Dzień XVI: Miraz – Sobrado Dos Monxes

floresqaFloresqaLeave a Comment

Dzień XVI – środa, 21.07.2010

Trasa: Miraz – Brana – Roxica – Travesa – Marcela – Corteporcos – … – Vilarino – Meson – Sobrado Dos Monxes (22 km)


Dzień przywitaliśmy tak jak lubię – to znaczy: nie spiesząc się. To właśnie jest piękne w tym naszym pielgrzymowaniu, że tak naprawdę wszystko możemy robić bez wariackiego pośpiechu – w narzuconym przez siebie tempie. Możemy w pełni odczuć to, że sami decydujemy o swoim dniu (pomijając oczywistą ingerencje z Góry!), że nie poddajemy się bezsilnie rytmowi pracy, spraw, które trzeba załatwić lub rozrywkom, które często takimi bywają wyłącznie z nazwy.

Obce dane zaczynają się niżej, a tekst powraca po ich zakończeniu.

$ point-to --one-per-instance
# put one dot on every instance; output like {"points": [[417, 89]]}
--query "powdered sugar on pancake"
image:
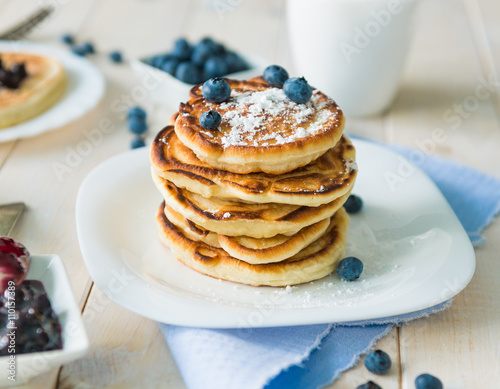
{"points": [[251, 118]]}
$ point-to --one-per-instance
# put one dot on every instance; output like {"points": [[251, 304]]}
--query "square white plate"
{"points": [[49, 269], [415, 251]]}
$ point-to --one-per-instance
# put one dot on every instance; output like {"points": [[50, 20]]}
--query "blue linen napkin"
{"points": [[311, 357]]}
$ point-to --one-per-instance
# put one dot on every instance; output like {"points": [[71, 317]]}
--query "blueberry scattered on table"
{"points": [[216, 90], [210, 120], [427, 381], [350, 268], [89, 47], [136, 112], [137, 125], [188, 72], [170, 65], [378, 362], [68, 39], [298, 90], [353, 204], [196, 63], [137, 143], [275, 75], [116, 56], [182, 49], [369, 385]]}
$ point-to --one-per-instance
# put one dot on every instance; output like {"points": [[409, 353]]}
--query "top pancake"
{"points": [[43, 86], [262, 130], [320, 182]]}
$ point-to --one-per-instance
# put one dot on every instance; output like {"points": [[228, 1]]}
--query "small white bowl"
{"points": [[163, 88], [49, 269]]}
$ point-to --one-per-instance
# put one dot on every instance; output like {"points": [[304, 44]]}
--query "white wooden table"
{"points": [[456, 42]]}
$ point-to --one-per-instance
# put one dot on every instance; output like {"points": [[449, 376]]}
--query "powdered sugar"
{"points": [[252, 117]]}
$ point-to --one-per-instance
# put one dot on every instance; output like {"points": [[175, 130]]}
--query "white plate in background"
{"points": [[84, 90], [416, 253]]}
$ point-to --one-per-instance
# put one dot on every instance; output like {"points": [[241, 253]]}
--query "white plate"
{"points": [[50, 270], [84, 90], [165, 89], [415, 251]]}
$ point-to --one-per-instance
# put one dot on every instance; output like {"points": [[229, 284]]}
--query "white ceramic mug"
{"points": [[353, 50]]}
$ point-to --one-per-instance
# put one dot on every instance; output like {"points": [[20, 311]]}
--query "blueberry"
{"points": [[182, 49], [79, 50], [369, 385], [215, 67], [353, 204], [170, 65], [89, 47], [427, 381], [216, 90], [188, 72], [68, 39], [210, 120], [116, 56], [137, 143], [234, 62], [201, 54], [350, 268], [137, 125], [298, 90], [136, 112], [275, 75], [378, 362]]}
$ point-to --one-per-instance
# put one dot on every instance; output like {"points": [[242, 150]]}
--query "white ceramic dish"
{"points": [[416, 253], [49, 269], [165, 89], [84, 91]]}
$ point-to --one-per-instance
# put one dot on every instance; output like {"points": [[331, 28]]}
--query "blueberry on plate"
{"points": [[116, 56], [210, 119], [215, 67], [378, 362], [137, 143], [68, 39], [170, 65], [89, 48], [137, 125], [353, 204], [136, 112], [275, 75], [427, 381], [350, 268], [369, 385], [79, 50], [216, 90], [188, 72], [298, 90], [182, 49]]}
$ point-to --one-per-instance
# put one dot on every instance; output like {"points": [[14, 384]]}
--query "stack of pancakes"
{"points": [[258, 200]]}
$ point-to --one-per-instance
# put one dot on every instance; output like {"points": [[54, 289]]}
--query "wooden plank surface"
{"points": [[456, 43]]}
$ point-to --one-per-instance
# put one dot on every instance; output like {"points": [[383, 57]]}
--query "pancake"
{"points": [[261, 130], [320, 182], [234, 218], [44, 86], [314, 262], [248, 249]]}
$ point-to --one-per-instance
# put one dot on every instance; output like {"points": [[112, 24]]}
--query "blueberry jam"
{"points": [[33, 321], [14, 262], [13, 77]]}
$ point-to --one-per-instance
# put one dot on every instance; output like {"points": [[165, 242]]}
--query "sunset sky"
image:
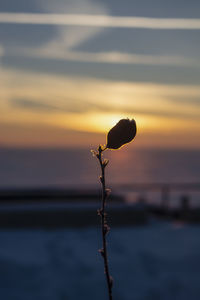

Pierwszym miłym wydarzeniem tego dnia było niewątpliwie wspólne śniadanie, przyrządzone przez gospodarzy. Kanapki z dżemem jeszcze chyba nigdy nie smakowały tak wyśmienicie… 🙂 Co prawda albergue było donativo*, ale każdy z nas i tak zapłacił z serca. Chodziło o to, żeby wolontariusze mieli świadomość jak dobrze robią to, co robią. Spakowani i gotowi na powitanie nowych wrażeń, ruszyliśmy na podbój nieznanych dróg. Zanim jednak to uczyniliśmy, zrobiliśmy sobie razem ze Szkotem i Anglikiem pamiątkowe zdjęcie. Uwaga… Uśmiech! 🙂  I już, w mgnieniu oka, nasze radosne podobizny zostały uwiecznione na fotografii.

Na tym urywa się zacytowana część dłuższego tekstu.